Arizona school districts have a history of needing bonds and overrides to fill in the funding gaps where state funding falls short. PUSD asked for bonds in 2012, as well as in 2005 and 2002.
As far as funding for people and programs, the district has been supported by overrides for the last 24 years. District voters first approved a 10% override in 1996 and renewed it again in 2001, 2006, 2010. Most recently, voters approved an additional 3% in 2015.
However, PUSD has experienced a wave of failures at the ballot box in recent years — bonds failed in 2016 and 2018 and the 15% override failed last year.
Chuck Essigs, director of governmental relations with Arizona Association of School Business Officials, said PUSD has been trying to find something that will be acceptable to their electorate.
Overrides were originally put in place in the 1970s, and prior to 1980, overrides were permanent.
He said they used to be used for special purposes, but now they are used for day-to-day operations.
“It’s lost its special purpose over the years,” Mr. Essigs said. “Now it is used just to keep afloat.”
Arizona is 48th in the state, including overrides, for per pupil funding, according to the U.S. Census. Mr. Essigs said districts are operating on 1/3 less funding than the rest of the country. That is why overrides are so important — Arizona schools are already at the bottom and without overrides they would be at an even greater deficit, he said.
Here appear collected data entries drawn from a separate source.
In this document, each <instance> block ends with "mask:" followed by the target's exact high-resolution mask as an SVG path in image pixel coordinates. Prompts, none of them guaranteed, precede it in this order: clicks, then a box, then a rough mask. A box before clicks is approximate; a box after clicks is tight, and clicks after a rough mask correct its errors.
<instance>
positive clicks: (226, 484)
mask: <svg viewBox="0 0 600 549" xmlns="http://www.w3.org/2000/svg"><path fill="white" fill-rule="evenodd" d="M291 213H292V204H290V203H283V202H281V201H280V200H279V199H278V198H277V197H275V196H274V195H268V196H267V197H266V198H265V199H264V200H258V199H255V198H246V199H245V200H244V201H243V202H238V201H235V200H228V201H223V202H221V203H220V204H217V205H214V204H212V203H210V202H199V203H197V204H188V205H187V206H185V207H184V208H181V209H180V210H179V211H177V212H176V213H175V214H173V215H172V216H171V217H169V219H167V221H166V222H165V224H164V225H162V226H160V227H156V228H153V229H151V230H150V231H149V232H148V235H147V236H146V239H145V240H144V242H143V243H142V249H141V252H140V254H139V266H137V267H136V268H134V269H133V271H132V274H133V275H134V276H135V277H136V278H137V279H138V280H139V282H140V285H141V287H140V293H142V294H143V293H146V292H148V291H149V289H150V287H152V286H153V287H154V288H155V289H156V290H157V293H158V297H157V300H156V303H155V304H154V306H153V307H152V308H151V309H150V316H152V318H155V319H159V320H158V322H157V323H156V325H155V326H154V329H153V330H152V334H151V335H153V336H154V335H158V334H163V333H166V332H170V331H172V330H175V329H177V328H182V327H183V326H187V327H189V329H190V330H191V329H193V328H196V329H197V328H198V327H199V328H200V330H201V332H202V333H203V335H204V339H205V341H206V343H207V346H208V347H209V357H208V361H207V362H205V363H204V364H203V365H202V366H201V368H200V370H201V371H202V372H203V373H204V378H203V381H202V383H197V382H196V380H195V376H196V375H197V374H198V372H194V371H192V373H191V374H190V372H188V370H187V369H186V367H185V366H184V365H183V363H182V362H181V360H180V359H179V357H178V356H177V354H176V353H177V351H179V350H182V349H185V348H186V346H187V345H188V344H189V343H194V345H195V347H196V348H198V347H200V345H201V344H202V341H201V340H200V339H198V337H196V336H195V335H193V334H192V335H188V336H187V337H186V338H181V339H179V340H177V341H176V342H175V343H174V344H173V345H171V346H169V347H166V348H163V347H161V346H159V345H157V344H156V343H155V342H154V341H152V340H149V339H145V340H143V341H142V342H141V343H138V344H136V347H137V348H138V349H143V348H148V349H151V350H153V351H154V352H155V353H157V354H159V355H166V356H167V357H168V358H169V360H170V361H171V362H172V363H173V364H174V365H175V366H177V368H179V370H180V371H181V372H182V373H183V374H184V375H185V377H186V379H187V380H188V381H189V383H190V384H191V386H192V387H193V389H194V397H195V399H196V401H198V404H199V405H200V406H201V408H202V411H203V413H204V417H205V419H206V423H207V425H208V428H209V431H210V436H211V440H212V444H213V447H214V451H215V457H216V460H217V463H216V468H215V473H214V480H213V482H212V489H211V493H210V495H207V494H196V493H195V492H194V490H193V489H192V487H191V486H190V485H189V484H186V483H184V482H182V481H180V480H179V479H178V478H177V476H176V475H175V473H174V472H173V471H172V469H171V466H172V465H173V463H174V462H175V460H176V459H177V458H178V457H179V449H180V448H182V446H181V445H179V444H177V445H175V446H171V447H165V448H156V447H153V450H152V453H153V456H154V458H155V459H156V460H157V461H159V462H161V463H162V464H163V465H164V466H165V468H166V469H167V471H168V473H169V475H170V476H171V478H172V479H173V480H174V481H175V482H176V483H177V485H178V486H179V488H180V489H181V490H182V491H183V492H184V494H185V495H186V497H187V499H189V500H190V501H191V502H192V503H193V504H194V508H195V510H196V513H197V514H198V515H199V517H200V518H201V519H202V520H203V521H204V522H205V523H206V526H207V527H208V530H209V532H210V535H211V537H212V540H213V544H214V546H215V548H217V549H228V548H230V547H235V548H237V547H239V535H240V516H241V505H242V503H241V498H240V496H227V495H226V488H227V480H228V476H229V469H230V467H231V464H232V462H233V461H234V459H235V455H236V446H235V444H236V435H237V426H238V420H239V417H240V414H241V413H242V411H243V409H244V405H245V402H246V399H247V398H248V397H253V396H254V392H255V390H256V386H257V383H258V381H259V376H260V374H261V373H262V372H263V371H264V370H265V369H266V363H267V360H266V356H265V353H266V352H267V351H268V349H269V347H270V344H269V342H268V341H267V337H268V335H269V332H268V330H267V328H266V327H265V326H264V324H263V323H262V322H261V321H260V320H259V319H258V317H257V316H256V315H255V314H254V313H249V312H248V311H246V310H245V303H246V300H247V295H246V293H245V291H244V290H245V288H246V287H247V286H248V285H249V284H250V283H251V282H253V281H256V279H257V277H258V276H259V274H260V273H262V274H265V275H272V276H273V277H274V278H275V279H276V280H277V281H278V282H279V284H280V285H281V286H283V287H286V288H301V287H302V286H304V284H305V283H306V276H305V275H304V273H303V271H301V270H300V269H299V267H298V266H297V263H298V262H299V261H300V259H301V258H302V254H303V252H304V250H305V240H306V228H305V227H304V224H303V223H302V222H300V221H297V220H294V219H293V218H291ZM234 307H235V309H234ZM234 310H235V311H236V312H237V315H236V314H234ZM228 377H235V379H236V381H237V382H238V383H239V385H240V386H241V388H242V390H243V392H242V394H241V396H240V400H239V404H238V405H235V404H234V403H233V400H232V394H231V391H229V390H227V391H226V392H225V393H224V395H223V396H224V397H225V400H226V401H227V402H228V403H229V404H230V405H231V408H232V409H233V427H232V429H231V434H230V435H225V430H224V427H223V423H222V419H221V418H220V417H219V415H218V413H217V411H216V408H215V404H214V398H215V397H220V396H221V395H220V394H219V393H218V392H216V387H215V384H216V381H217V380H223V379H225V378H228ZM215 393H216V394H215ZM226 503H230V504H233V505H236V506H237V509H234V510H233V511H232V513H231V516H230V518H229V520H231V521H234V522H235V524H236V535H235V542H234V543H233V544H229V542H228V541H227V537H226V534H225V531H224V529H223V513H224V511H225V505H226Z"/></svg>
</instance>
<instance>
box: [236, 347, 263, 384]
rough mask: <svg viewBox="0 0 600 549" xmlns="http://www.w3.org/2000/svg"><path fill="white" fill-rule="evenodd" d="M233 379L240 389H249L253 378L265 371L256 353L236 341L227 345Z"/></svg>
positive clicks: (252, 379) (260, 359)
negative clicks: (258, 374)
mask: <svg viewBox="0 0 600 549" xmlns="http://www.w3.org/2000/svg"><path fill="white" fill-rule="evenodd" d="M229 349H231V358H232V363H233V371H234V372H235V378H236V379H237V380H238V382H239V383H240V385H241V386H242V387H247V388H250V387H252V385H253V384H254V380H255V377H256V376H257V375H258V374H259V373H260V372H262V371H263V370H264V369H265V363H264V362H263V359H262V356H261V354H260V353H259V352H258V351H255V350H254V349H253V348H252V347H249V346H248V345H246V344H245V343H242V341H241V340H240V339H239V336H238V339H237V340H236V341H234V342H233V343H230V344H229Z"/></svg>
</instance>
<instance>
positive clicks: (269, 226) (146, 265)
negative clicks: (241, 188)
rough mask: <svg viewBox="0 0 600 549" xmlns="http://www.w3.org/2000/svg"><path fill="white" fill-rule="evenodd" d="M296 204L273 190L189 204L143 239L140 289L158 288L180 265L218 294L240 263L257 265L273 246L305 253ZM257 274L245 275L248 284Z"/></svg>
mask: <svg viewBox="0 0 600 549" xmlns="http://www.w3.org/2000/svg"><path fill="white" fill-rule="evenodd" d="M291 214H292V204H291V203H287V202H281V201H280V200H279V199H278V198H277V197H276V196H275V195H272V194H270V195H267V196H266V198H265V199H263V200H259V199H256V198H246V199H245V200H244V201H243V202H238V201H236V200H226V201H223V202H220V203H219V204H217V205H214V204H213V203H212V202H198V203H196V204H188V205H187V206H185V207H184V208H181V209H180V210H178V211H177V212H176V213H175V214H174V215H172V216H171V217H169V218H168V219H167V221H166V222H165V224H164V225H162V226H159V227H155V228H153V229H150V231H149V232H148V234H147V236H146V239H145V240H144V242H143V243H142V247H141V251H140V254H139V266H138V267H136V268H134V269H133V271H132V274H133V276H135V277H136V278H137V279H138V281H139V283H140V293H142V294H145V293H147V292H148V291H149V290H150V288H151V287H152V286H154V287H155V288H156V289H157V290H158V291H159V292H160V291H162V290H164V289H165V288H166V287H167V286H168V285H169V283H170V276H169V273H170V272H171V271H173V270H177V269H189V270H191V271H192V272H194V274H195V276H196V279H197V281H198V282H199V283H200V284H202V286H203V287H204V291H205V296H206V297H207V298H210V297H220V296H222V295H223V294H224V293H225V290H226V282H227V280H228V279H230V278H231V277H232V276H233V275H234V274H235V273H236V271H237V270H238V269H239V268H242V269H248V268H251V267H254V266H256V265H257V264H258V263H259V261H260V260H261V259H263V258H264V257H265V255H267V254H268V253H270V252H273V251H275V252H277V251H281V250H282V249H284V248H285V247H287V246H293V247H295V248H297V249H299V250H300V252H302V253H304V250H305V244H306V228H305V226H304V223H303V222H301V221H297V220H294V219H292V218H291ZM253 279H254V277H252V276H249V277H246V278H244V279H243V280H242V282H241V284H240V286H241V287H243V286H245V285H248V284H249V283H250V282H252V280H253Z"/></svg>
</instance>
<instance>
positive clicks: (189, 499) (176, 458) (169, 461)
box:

Additionally, property taxes in Arizona are lower than most states — some areas in the West Valley don’t even pay secondary property taxes — yet, Mr. Essigs said, raising them is very hard.
This has led some to consider long-term solutions to increase education funding such as a state-wide property tax or higher income taxes for those in high income brackets.
Bills have been considered at the Arizona legislature to replace and expand Proposition 301, which increased the state sales tax from 5% to 5.6%, dedicating the increased revenues to public education.
Mr. Essigs said schools that are not funded well drive away good businesses and decrease property values. Leaving school funding up to the voters could put children at risk, he said.
“It’s not the ideal way to fund schools,” he said.